Human Rights on the Hill
Congress makes laws that pertain to the civil rights, fair pay, labor practices and safety of American workers. The laws apply to all employers--except Congress. Sen. Patrick J. Leahy (D-Vt.), knowing that the odds are against him, wants to change that double standard. He has once again introduced the Fair Employment in Congress Act. It simply eliminates the congressional exemption from a variety of laws Congress has passed, and Leahy hopes it will at least be debated this year.
Congress needs to take this step not only to give the people who work on Capitol Hill the same protections afforded other workers but also to try to restore confidence in the legislative branch of government. “This double standard is a plain injustice to those who make our work possible,” Leahy says. “It is an embarrassment to us all.”
It should be a particular embarrassment to those who voted last month to override President Reagan’s veto of major civil-rights legislation. Those senators and representatives should stand with Leahy to remove the exemptions from the Civil Rights Act of 1964 and the Equal Employment Opportunity Act of 1972. Congress has also left itself out of the Civil Service Reform Act, the Occupational Safety and Health Act, the Fair Labor Standards Act, the Age Discrimination in Employment Act and the Equal Pay Act.
For example, Leahy points out, if his bill were passed, workers who fold all those letters that members send to constituents could then get the overtime pay they deserve; women who do not always receive equal pay for equal work would have standing to take legal action.
Members of Congress argue that they have a unique relationship with their staffs and should be unfettered in the process of selecting confidential advisers. But one can select a secretary, legislative assistant or committee staff member without indulging in discrimination. Even if few members of Congress overtly discriminate, the appearance that they may be doing so will remain unless the law is changed. Leahy acknowledges that the special nature of the legislative process may require some changes in his bill, but he wants to get Congress on the road to protecting Capitol Hill workers.

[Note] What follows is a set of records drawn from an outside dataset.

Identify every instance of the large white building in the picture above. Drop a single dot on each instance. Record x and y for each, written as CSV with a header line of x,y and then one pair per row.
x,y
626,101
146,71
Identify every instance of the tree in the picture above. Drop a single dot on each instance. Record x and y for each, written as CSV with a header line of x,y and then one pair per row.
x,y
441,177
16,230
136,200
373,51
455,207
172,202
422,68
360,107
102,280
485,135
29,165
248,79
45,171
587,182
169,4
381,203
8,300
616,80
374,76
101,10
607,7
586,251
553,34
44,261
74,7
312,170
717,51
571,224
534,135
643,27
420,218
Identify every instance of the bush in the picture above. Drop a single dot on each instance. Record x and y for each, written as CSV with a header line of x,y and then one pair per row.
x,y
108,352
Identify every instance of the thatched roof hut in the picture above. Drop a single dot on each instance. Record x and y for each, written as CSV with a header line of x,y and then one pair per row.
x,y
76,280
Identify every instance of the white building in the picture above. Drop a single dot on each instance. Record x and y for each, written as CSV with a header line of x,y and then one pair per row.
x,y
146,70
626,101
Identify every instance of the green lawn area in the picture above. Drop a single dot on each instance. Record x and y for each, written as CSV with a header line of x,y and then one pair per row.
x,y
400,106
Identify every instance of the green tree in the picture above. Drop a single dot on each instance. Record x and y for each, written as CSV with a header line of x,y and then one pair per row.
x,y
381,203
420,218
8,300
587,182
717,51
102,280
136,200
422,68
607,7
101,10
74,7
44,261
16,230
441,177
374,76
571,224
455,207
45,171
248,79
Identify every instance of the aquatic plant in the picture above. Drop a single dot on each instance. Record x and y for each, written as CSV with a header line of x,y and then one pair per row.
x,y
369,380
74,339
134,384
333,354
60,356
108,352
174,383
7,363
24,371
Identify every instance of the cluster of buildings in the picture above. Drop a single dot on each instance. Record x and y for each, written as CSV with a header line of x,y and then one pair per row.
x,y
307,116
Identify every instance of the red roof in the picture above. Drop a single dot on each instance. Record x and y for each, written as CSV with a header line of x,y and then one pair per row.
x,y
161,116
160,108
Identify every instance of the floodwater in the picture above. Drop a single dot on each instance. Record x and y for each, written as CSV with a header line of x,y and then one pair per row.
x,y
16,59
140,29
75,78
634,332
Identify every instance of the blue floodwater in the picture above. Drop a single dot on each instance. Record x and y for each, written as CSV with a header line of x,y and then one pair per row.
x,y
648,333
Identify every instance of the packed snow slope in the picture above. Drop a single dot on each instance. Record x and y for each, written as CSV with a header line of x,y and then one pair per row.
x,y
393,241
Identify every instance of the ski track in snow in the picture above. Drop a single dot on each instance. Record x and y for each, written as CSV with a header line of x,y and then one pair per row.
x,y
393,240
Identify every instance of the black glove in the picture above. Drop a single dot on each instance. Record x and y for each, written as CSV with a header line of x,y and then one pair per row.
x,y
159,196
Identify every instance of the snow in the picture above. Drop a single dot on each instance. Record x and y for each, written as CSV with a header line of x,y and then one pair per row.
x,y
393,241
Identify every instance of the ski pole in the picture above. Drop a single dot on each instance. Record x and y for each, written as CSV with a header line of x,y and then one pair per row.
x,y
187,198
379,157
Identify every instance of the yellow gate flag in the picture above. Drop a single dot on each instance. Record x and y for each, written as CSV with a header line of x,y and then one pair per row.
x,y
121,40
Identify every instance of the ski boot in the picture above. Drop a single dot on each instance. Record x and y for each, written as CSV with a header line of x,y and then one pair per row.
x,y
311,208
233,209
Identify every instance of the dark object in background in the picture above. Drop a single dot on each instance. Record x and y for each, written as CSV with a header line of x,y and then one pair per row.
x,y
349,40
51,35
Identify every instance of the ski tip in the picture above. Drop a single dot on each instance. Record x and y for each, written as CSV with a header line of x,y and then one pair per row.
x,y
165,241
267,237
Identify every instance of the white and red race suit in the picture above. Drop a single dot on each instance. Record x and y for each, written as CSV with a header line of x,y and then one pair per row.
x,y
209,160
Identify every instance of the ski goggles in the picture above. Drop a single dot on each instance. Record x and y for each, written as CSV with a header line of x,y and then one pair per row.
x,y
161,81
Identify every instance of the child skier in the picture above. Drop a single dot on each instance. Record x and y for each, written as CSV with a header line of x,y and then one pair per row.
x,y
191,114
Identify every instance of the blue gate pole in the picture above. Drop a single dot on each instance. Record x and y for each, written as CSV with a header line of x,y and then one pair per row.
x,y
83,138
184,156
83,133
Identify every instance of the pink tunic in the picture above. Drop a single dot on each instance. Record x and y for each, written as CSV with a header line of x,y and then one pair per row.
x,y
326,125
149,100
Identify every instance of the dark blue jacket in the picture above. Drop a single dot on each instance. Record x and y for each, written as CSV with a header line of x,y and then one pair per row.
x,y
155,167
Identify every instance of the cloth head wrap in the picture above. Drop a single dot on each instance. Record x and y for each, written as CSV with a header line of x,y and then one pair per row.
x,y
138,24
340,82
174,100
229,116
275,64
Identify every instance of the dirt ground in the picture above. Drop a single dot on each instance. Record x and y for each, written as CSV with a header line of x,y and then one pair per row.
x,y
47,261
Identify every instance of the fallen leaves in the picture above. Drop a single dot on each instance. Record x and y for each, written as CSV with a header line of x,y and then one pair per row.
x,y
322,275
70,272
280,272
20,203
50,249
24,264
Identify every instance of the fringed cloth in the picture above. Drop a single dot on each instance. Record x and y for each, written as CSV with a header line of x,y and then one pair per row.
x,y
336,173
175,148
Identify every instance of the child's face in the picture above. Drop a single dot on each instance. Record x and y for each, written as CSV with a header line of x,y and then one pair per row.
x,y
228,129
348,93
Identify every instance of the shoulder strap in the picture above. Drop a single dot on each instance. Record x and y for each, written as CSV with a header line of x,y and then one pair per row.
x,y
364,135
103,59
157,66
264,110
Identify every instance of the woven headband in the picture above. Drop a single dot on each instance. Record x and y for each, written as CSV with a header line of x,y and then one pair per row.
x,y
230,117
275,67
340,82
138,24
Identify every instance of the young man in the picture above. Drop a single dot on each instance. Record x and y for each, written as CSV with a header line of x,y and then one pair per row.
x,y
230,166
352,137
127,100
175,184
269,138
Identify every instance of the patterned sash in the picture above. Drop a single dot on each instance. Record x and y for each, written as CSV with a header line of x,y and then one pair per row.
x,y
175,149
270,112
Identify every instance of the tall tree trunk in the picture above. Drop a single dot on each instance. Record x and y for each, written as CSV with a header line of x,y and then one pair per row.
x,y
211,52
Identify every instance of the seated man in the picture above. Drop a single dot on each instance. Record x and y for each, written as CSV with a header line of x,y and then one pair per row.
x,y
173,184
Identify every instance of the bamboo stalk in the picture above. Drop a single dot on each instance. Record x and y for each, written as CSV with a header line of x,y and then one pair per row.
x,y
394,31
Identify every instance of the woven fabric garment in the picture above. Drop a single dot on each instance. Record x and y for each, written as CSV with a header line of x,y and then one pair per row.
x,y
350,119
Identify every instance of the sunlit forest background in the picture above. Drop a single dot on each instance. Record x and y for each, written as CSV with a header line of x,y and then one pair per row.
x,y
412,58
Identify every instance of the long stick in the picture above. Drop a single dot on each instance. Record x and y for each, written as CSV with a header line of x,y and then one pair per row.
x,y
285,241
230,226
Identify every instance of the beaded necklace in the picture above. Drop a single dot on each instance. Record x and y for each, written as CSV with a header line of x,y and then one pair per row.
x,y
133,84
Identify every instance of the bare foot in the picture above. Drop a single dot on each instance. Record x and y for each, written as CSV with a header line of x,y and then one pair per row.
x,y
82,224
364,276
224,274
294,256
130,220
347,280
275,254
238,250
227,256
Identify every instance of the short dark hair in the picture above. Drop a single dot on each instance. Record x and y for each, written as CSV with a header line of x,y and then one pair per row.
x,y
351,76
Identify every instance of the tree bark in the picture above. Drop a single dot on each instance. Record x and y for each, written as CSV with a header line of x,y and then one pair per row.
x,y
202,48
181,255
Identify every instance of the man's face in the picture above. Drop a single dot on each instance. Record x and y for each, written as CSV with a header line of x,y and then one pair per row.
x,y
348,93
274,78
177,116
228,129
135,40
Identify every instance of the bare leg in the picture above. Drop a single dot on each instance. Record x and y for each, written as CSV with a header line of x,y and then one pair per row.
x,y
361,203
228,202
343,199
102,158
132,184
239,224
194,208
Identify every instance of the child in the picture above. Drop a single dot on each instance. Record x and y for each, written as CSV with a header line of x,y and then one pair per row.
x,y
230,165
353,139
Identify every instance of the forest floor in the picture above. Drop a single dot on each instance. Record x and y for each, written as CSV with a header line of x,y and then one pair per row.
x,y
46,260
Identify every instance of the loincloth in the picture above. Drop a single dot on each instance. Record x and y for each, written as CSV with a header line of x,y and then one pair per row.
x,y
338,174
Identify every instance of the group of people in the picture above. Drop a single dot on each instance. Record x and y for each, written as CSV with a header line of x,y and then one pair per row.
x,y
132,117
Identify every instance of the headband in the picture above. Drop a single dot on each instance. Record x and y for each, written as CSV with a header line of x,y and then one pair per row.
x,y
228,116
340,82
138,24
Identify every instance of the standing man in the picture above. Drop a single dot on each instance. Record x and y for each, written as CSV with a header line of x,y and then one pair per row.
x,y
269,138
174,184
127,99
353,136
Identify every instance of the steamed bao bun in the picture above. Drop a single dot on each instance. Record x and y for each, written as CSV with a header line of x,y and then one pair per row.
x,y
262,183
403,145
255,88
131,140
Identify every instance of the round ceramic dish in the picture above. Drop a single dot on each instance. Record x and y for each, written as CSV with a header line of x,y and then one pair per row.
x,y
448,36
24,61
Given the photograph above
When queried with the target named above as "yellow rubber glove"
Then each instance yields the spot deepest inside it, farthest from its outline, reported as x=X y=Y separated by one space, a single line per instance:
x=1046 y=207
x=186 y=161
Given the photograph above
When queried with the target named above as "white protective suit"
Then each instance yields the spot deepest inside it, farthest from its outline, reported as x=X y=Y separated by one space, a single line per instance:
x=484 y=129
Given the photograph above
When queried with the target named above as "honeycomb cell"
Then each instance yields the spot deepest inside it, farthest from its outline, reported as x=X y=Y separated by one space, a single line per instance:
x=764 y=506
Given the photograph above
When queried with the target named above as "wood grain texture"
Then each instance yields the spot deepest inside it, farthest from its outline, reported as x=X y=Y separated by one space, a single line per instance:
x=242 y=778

But it’s a road not many in Congress seem anxious to travel. Leahy, who first introduced this bill 10 years ago, recalls the stirring speech he gave then. As he finished, a senior member approached him and asked him where he was going. “I said I was hurrying to catch a plane to Vermont, and he said, ‘Good. Stay there.’ ” Attitudes have changed in Congress since then but probably not enough. Leahy should keep trying.